Gruenfelder, whose farm is not certified organic, doesn’t get paid any more for his milk, and his cows produce about 30 to 50 pounds per day instead of the standard 80 to 100.

But with no seed and fertilizer bills and less machinery to maintain, Gruenfelder is able to keep more of his income.

“We don’t go into town and brag about the milk production,” he said. “They’d just laugh at me. I’m OK with that, as long as I’m turning a profit.”

An analysis by the UW-Madison Center for Dairy Profitability found dairy farms where cattle graze often produce less milk per cow, but are ultimately more profitable.

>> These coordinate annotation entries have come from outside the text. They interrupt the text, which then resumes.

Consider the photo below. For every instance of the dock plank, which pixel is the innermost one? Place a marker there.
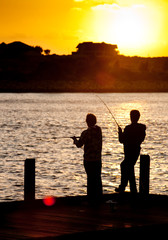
(68, 218)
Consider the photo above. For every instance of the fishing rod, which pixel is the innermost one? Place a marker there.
(108, 110)
(63, 137)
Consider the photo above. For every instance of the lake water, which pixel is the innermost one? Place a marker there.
(37, 126)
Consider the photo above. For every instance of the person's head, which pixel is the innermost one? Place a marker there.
(91, 119)
(134, 115)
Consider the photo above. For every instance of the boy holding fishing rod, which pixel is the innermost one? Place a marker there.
(132, 137)
(91, 139)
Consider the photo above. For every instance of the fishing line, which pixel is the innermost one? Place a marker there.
(108, 110)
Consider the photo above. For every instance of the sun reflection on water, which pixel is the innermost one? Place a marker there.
(30, 124)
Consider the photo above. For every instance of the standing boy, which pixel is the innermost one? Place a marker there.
(132, 137)
(91, 138)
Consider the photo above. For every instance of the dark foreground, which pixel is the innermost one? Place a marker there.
(72, 218)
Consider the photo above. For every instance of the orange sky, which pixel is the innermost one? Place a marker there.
(138, 27)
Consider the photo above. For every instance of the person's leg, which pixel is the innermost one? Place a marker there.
(132, 180)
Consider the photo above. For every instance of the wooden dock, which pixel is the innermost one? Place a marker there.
(73, 218)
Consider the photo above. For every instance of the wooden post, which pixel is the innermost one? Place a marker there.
(144, 174)
(29, 180)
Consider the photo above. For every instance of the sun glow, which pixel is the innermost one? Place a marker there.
(131, 28)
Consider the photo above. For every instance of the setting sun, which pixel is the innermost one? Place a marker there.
(128, 27)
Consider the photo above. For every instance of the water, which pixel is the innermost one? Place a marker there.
(31, 123)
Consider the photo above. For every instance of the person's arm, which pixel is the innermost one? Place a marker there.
(79, 143)
(120, 135)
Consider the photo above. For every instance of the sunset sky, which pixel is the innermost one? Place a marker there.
(138, 27)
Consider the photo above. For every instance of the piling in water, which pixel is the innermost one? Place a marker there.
(29, 180)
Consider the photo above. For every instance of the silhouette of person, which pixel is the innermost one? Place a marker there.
(91, 139)
(132, 137)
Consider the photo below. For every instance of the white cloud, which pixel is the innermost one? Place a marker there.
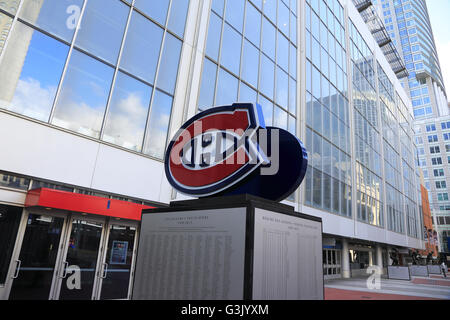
(31, 99)
(443, 49)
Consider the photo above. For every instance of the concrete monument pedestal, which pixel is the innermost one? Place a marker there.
(229, 248)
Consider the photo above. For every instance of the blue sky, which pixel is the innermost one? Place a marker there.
(439, 11)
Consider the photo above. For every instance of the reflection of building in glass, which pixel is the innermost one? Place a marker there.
(409, 28)
(10, 73)
(90, 110)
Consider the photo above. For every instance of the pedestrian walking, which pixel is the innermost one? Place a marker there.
(444, 269)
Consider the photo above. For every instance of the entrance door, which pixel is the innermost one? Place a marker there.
(10, 218)
(331, 263)
(77, 276)
(35, 265)
(118, 262)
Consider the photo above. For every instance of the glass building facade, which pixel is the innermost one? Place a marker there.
(103, 69)
(95, 89)
(408, 24)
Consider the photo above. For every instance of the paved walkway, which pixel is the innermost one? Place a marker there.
(419, 288)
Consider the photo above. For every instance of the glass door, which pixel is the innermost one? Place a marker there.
(118, 262)
(35, 265)
(10, 218)
(77, 278)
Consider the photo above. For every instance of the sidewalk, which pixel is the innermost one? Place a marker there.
(419, 288)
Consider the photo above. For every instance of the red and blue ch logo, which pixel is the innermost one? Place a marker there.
(228, 150)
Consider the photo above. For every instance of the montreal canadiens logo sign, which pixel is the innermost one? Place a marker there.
(228, 150)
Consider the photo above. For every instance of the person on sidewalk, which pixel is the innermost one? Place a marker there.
(444, 269)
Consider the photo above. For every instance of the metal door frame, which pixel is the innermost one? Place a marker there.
(14, 263)
(64, 249)
(329, 265)
(111, 222)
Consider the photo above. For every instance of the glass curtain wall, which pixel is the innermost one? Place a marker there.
(105, 69)
(328, 178)
(251, 56)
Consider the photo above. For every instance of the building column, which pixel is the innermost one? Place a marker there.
(388, 250)
(379, 255)
(345, 267)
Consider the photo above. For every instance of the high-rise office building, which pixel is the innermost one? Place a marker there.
(408, 24)
(96, 88)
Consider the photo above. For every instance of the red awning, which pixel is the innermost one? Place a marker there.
(56, 199)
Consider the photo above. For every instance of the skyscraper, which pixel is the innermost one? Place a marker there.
(408, 24)
(97, 88)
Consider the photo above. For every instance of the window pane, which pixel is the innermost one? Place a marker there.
(6, 23)
(250, 64)
(253, 24)
(270, 9)
(234, 13)
(227, 86)
(292, 96)
(213, 42)
(206, 98)
(127, 116)
(267, 76)
(102, 27)
(168, 68)
(84, 94)
(231, 49)
(283, 52)
(158, 125)
(178, 13)
(282, 87)
(10, 6)
(293, 61)
(142, 47)
(217, 6)
(283, 18)
(36, 62)
(267, 107)
(246, 94)
(59, 17)
(292, 126)
(268, 39)
(156, 10)
(280, 118)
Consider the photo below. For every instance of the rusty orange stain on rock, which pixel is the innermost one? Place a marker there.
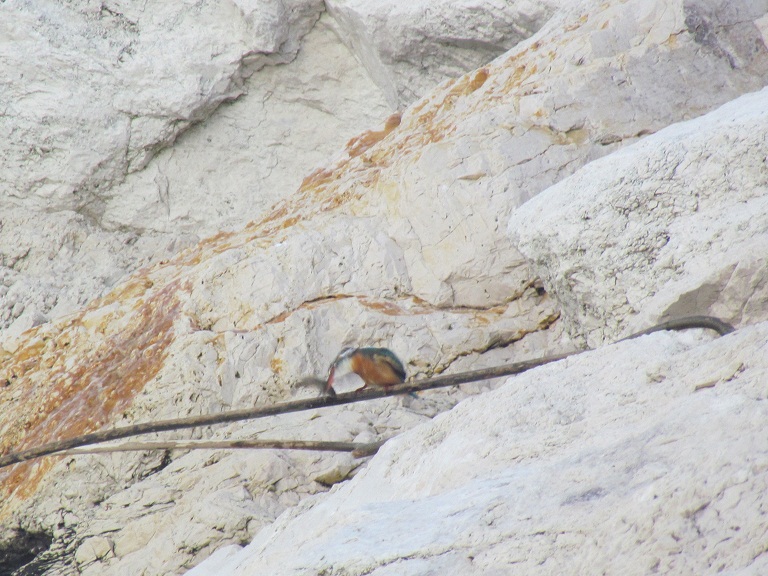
(67, 381)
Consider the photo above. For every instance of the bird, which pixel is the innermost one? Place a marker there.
(377, 367)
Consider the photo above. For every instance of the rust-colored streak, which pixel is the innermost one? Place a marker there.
(70, 381)
(360, 144)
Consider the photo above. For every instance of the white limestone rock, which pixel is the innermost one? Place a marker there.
(610, 462)
(674, 225)
(219, 175)
(401, 242)
(475, 149)
(256, 150)
(410, 47)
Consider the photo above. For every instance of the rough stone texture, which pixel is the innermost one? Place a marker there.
(672, 226)
(109, 213)
(121, 80)
(408, 47)
(400, 241)
(612, 462)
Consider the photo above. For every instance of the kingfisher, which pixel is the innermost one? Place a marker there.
(376, 366)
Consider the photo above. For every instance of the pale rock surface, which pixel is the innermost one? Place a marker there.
(644, 457)
(94, 89)
(401, 241)
(408, 47)
(672, 226)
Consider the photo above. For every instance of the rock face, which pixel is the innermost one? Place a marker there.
(631, 239)
(409, 47)
(412, 237)
(644, 457)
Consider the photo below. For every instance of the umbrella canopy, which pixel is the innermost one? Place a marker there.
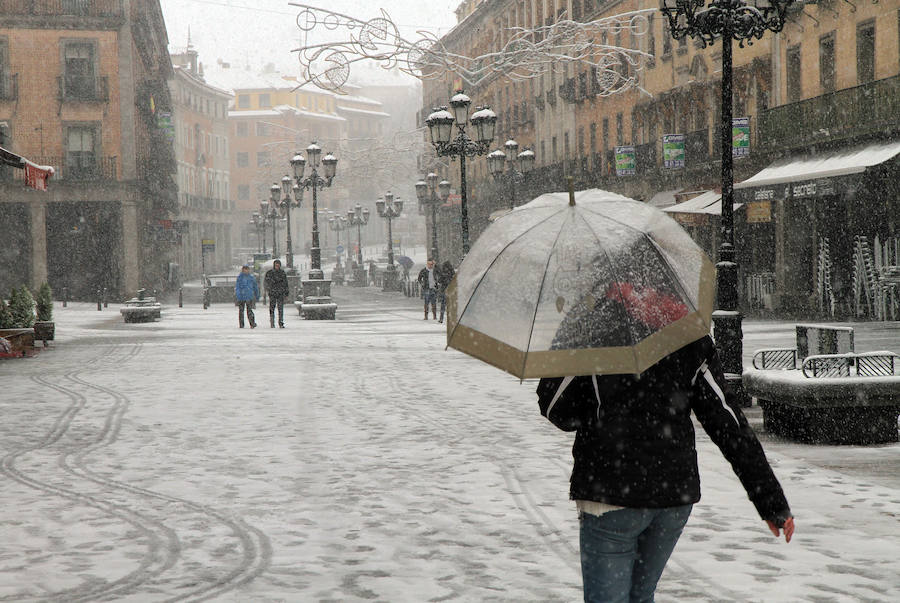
(608, 285)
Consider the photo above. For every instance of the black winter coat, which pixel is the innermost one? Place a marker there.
(634, 438)
(276, 283)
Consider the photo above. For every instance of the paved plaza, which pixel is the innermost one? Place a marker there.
(359, 460)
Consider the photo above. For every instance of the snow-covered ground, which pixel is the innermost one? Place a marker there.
(358, 459)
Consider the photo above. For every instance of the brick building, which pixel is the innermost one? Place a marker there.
(829, 83)
(81, 88)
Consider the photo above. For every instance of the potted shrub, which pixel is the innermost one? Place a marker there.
(44, 327)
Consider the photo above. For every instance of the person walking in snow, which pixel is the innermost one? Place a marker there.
(635, 476)
(444, 276)
(246, 294)
(277, 288)
(429, 284)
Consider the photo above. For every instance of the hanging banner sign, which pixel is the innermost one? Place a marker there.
(740, 137)
(673, 150)
(625, 161)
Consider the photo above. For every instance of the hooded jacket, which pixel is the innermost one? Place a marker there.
(634, 437)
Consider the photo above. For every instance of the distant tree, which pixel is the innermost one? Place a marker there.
(21, 305)
(44, 301)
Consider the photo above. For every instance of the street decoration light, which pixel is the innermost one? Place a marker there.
(269, 213)
(728, 20)
(286, 197)
(314, 181)
(358, 217)
(426, 192)
(258, 222)
(389, 209)
(519, 166)
(440, 130)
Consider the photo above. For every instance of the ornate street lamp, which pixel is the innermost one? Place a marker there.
(727, 20)
(291, 197)
(358, 217)
(260, 224)
(519, 166)
(426, 192)
(440, 129)
(314, 181)
(389, 208)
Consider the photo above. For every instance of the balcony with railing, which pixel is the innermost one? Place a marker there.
(82, 88)
(859, 111)
(9, 86)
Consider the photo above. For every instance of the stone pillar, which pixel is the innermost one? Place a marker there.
(38, 210)
(131, 246)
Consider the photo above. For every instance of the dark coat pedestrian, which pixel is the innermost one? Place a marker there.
(635, 475)
(277, 288)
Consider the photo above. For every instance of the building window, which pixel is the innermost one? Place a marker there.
(79, 73)
(794, 74)
(81, 155)
(865, 52)
(826, 62)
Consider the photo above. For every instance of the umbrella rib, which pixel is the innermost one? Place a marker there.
(612, 269)
(537, 303)
(488, 269)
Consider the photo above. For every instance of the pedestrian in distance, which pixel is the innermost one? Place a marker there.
(445, 275)
(277, 288)
(635, 476)
(428, 281)
(246, 294)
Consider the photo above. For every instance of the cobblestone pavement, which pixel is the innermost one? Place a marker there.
(358, 460)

“It’s clearly a more profitable way to do dairy farming,” Jackson said. “Almost twice as profitable.”

There are environmental benefits, as well.

According to research by the USDA, UW-Madison and DATCP, well-managed grasslands can reduce soil erosion and nutrient runoff, which improves water quality, reduces flooding while also supporting wildlife, like pollinators, birds and trout.

Grasslands also trap carbon in the soil, which could allow agriculture to become part of the solution to climate change and potentially generate additional revenue if carbon markets are developed.

“It’s really a win-win-win across the board if it’s done well,” Jackson said.